La Cour dispose des éléments pour évaluer ce poste de préjudice à 5000 euros.
Sur le préjudice sexuel
Il résulte du certificat médical du docteur [E] que la pathologie de M. [T] à la fois prostatique et vésicale et les traitements inhérents à cette pathologie peuvent donner des troubles sexuels ponctuels ou à plus long terme et qu'il bénéficiera de traitements adaptés dont les prescriptions sont au dossier de la Cour.
Ce chef de préjudice sera réparé par une indemnité de 5000 euros.

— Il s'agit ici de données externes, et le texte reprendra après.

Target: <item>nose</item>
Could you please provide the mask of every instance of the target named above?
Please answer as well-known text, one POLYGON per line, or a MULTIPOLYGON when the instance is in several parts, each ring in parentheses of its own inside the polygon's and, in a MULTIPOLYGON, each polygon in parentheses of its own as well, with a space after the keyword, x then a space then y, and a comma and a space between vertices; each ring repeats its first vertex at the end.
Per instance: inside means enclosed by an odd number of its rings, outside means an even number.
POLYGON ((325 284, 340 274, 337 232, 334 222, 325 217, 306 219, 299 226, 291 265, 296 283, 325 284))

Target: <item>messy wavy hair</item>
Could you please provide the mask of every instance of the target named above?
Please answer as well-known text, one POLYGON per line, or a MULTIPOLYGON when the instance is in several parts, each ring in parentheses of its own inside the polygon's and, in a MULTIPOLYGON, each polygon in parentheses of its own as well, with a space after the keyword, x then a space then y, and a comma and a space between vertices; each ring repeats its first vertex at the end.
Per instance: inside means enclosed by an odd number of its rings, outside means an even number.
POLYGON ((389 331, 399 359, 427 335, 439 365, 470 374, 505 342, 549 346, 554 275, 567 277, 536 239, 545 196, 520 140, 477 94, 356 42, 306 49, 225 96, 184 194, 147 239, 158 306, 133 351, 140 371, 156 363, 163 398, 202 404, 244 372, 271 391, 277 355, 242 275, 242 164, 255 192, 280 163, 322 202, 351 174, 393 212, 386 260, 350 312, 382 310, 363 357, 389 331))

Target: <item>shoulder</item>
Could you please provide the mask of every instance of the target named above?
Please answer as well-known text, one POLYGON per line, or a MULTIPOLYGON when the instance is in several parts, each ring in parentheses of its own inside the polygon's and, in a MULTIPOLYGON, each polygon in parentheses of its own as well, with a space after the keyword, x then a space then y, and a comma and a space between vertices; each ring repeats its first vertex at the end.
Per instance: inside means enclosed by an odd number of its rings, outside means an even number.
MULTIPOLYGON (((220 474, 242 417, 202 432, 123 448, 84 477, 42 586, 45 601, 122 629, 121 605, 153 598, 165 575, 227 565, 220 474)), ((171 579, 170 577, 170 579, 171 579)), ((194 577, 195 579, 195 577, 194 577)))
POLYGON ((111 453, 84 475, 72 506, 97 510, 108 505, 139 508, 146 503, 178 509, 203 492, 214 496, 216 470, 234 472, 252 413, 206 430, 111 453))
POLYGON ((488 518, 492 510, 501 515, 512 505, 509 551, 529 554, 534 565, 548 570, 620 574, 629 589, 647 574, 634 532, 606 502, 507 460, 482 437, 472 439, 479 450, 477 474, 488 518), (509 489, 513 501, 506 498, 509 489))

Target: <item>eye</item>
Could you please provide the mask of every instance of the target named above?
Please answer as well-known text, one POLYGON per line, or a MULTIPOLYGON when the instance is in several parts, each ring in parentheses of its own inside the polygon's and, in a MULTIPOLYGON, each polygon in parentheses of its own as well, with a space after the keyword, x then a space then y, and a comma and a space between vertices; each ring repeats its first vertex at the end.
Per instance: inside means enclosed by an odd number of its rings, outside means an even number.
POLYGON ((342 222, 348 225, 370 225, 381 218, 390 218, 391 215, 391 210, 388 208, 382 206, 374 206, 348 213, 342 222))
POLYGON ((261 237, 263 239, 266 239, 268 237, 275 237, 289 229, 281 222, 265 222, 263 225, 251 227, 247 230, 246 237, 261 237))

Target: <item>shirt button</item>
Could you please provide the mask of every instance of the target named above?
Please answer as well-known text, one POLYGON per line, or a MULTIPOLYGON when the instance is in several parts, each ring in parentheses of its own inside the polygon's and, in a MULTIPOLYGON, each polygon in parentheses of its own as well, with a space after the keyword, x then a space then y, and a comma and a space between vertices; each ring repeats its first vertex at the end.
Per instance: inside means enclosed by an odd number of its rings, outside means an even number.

Sur l'action récursoire de la caisse
Par application des dispositions de l'article L 452-3-1 du code de la sécurité sociale, la société [2] sera condamnée à rembourser à la caisse primaire d'assurance maladie de [Localité 6] le capital représentatif de la majoration de la rente et les sommes dont elle aura fait l'avance au titre de l'indemnisation des préjudices de M. [T].
Sur les autres demandes
La société [2] tenue aux dépens versera la somme de 1000 euros à la caisse et la somme de 3000 euros à M. [T] à titre d'indemnité sur le fondement de l'article 700 du code de procédure civile.

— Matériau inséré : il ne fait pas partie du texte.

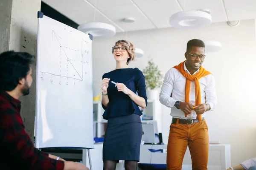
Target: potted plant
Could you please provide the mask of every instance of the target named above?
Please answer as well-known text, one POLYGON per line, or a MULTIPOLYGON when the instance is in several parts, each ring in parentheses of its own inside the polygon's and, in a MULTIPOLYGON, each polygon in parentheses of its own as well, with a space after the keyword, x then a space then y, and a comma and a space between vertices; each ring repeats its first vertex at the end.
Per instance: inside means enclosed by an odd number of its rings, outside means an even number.
POLYGON ((148 63, 148 65, 143 70, 143 73, 145 77, 148 99, 154 100, 159 95, 157 88, 162 85, 163 76, 152 59, 148 63))

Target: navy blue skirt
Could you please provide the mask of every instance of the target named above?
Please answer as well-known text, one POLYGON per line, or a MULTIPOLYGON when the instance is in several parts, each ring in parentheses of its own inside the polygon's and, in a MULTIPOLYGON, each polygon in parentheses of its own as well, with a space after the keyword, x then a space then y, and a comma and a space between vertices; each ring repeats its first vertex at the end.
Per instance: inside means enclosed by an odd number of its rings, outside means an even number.
POLYGON ((142 125, 139 115, 108 118, 103 143, 103 160, 140 161, 142 125))

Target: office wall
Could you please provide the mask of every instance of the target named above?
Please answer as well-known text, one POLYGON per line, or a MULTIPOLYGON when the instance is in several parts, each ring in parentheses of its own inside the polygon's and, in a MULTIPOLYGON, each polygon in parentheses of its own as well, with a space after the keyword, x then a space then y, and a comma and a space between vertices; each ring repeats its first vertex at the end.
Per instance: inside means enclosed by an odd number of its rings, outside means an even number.
MULTIPOLYGON (((117 40, 125 39, 143 49, 145 56, 129 65, 142 70, 152 58, 163 74, 185 60, 188 40, 198 38, 222 43, 219 52, 206 53, 203 66, 214 76, 218 103, 207 114, 210 141, 230 144, 231 164, 240 164, 256 157, 256 90, 255 67, 256 41, 254 20, 241 21, 237 27, 226 23, 214 23, 195 30, 168 28, 117 34, 113 37, 93 42, 94 96, 100 93, 99 83, 104 73, 115 68, 111 47, 117 40)), ((167 143, 172 117, 170 110, 162 107, 162 129, 167 143)))

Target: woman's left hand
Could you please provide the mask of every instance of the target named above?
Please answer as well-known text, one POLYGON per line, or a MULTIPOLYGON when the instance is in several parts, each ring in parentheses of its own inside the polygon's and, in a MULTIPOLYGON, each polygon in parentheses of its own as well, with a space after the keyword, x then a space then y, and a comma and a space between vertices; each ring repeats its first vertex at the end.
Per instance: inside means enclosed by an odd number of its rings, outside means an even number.
POLYGON ((129 93, 131 91, 130 89, 127 88, 126 86, 123 84, 123 83, 119 83, 117 82, 115 87, 117 88, 118 91, 122 91, 125 94, 129 94, 129 93))

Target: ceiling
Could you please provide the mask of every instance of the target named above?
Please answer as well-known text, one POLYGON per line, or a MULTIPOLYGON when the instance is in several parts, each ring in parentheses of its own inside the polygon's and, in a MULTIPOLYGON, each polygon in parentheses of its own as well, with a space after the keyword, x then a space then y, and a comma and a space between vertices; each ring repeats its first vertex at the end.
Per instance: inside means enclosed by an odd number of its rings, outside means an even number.
POLYGON ((114 26, 117 32, 170 27, 169 18, 172 14, 191 10, 209 10, 212 23, 256 18, 256 0, 43 1, 78 25, 93 22, 105 23, 114 26), (134 18, 135 21, 127 23, 122 21, 126 17, 134 18))

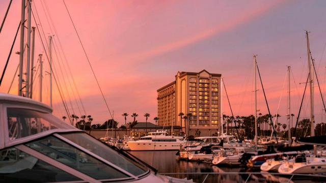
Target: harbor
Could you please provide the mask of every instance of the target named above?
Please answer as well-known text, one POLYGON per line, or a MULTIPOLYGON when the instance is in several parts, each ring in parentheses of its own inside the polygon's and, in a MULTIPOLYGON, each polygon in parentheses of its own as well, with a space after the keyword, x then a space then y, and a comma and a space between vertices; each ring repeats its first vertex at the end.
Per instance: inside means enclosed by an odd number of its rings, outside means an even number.
POLYGON ((325 7, 0 1, 0 183, 326 182, 325 7))

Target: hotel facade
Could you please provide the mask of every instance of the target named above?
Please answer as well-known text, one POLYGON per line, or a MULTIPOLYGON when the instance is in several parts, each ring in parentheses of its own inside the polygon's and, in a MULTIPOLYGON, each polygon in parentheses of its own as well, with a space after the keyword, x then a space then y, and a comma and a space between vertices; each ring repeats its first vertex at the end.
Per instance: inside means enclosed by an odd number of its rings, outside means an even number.
POLYGON ((158 125, 182 124, 183 132, 189 127, 189 135, 194 136, 217 134, 221 118, 221 77, 205 70, 178 72, 175 81, 157 89, 158 125), (192 116, 185 123, 178 115, 180 112, 192 116))

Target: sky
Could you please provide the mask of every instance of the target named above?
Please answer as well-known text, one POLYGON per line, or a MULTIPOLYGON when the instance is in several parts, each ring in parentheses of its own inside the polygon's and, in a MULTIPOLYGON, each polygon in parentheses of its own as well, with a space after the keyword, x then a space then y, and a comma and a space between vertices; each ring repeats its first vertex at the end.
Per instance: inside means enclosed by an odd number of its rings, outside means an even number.
MULTIPOLYGON (((0 1, 1 20, 9 1, 0 1)), ((235 115, 253 113, 254 54, 258 55, 270 112, 279 113, 280 121, 285 123, 287 66, 291 67, 291 113, 295 116, 305 86, 300 83, 306 82, 308 74, 306 30, 310 32, 321 90, 324 95, 326 92, 324 1, 65 2, 108 107, 120 125, 124 123, 121 115, 124 112, 137 113, 139 121, 145 121, 144 114, 149 113, 149 121, 153 121, 157 110, 156 90, 173 81, 178 71, 205 69, 222 74, 235 115)), ((0 34, 1 71, 20 21, 20 1, 13 2, 0 34)), ((47 37, 53 35, 54 75, 70 112, 84 113, 79 94, 86 114, 93 116, 94 123, 111 118, 63 1, 35 0, 32 10, 41 35, 36 32, 35 57, 43 54, 44 70, 49 72, 40 37, 47 49, 47 37)), ((32 20, 32 26, 36 26, 32 20)), ((19 62, 15 53, 19 50, 19 40, 18 35, 0 92, 8 93, 13 80, 19 62)), ((38 74, 34 87, 36 100, 39 100, 38 74)), ((46 72, 43 80, 43 101, 48 104, 46 72)), ((9 93, 17 95, 18 77, 13 81, 9 93)), ((258 109, 266 113, 258 86, 258 109)), ((55 81, 53 88, 53 113, 59 117, 67 115, 55 81)), ((316 121, 325 122, 316 84, 314 88, 316 121)), ((225 93, 222 100, 223 112, 231 115, 225 93)), ((301 117, 309 116, 309 108, 307 95, 301 117)), ((129 115, 127 121, 132 120, 129 115)))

Les sommes allouées produiront des intérêts au taux légal à compter du prononcé de la présente décision.
PAR CES MOTIFS
La Cour,
Rejette la demande d'annulation de l'avis du CRRMP,
Infirme le jugement entrepris,
statuant à nouveau,
Dit que la décision de prise en charge de la maladie au titre de la législation professionnelle déclarée le 10 mars 2015 par M. [T] est opposable à la société [2],
Dit que la dite maladie est due à la faute inexcusable de la société [2],
Fixe au maximum la majoration de la rente versée à M. [T] et dit que la majoration suivra le taux d'incapacité en cas d'aggravation de son état de santé,
Fixe l'indemnisation des préjudices subis par M. [T] comme suit :
- 20.000 euros au titre des souffrances physiques et morales,
- 5000 euros au titre du préjudice d'agrément,
- 5000 euros au titre du préjudice sexuel,
Dit que ces sommes produiront des intérêts au taux légal à compter du prononcé de la présente décision,
Dit que la caisse primaire d'assurance maladie de [Localité 6] avancera le règlement de ces sommes,
Condamne la société [2] à rembourser à la caisse les dites sommes et le capital représentatif de la rente majorée,
Condamne la société [2] aux dépens et à payer à la caisse la somme de 1000 euros et à M. [T] la somme de 3000 euros, à titre d'indemnité sur le fondement de l'article 700 du code de procédure civile.
Signé par monsieur Eric Veyssière, président, et par madame Sylvaine Déchamps, greffière à laquelle la minute de la décision a été remise par le magistrat signataire.